Super bloom 2024? California wildflower blooms are shaping up to be spectacular.
The West has seen months of torrential rains, flooding and mudslides. Now the rainbow comes: red, blue, purple and golden flowers covering mile upon mile of wildland with colors so vivid that they could be seen from space last year.
The show is expected to draw crowds as the floral kaleidoscope sweeps up from South to North with the coming spring.
Wildflower blooms are usually especially stunning after a wet winter in the frequently dry West. Because last year was also a rainy year, this year's bloom could be even more spectacular — what's colloquially often called a "superbloom."
“Things are pointing to a good bloom year,” said Dan McCamish, natural resources manager with the Colorado Desert District of the California State Parks.
While it’s impossible to say 100% that there will be a big year for the desert to flower, the chances are high, said McCamish.
He’s been compiling rainfall totals over the last 11 years. So far three of those have had extremely above-average precipitation – 2016/2017, 2019/2020 and 2023/2024.
“In the previous two years where we have been so high above our rain average total, we have had an outstanding bloom, where we have seen those carpets of flowers,” he said.
Some areas of the Anza-Borrego Desert State Park have already begun to boom. The park has created an interactive map for visitors.
“We're just starting the kick-off of the winter annual flower season and I expect it will run to the beginning of April,” he said.
Blooming wildflowers could include lupine, coreopsis, desert sunflowers, evening or brown-eyed primroses, desert bells, desert poppies and desert lilies, according to the California State Parks.
The phenomenon occurs across the West, in Arizona, New Mexico, and up and down California. But the largest areas tend to be in the southern part of the state, in places like Death Valley, the Carrizo Plain and Antelope Valley. (In Death Valley, the National Park Service said last month they were expecting a good bloom, but not quite a "superbloom.")
Not every area will bloom — it depends on how much rain it got in the last year.
Areas where superblooms occur are often dry areas where plant species are primed to take advantage of wet conditions where the land suddenly become lush and fertile. If things stay dry, their seeds remain dormant, opting out of germinating. But when a wet year comes and then the soil warms, they burst forth in a dazzling display, growing blooming, spreading their seeds in an explosion of life before quickly dying when the hot, dry summer makes the soil inhospitable again.
The blooms typically begin in mid-March and run into May and sometimes June. To find the best viewing areas, the California Department of Parks and Recreation has a page online that covers what's blooming and where.
Don't doom the bloom
To protect the fragile lands where the flowering take place, it's important to stay on designated trails, avoid trampling the plants and only take pictures – picking the flowers is not only prohibited but means they can’t set seed to bloom again.

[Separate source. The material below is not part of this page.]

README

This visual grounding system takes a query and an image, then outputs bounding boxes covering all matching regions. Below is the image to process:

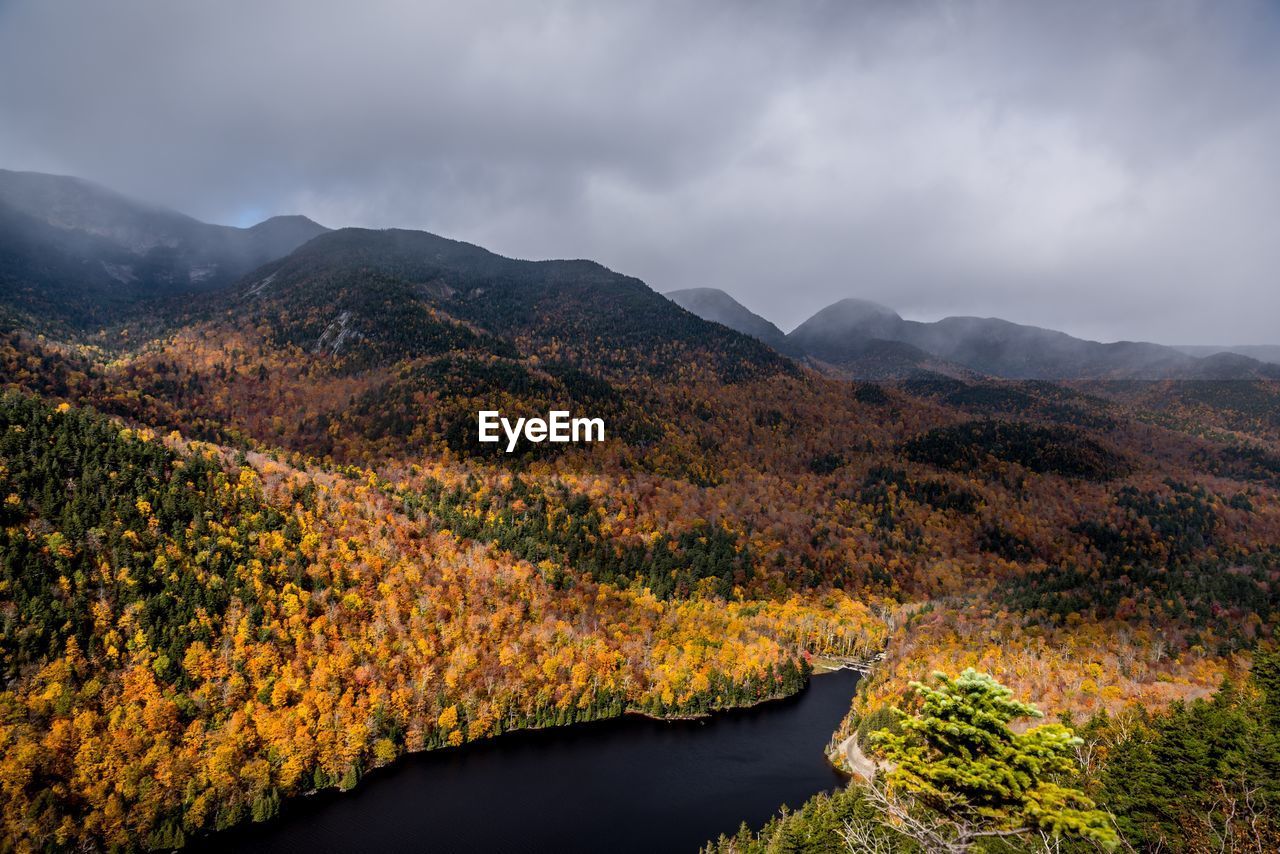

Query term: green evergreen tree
[870,668,1119,851]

"We say, 'Don't Doom the Bloom,'" McCamish said. “These are very fragile flowers and ecosystems."
Too often when visitors visit an area of especially strong bloom, they crowd the roadways, sometimes stopping and leaving their cars to take photos, walking into fields and crushing the very thing they’ve come to see.
At times officials have had to close off hiking trails and areas of especially strong bloom because the crowds were doing so much damage to delicate wildland areas. They've even handed out fines and threatened those harming areas with arrest.
Even when they're open, park officials caution that many areas where the blooms are happening are remote. Cell coverage can be spotty or non-existent and GPS may not work. When it does, it might be on dirt roads that require 4-wheel drive vehicles.
It’s imperative that visitors help protect the plants so they can live to make more flowers in the future, said McCamish.
“These are very fragile flowers and ecosystems,” he said. “Be mindful of where you step, try to avoid stepping on the plants and the flowers.”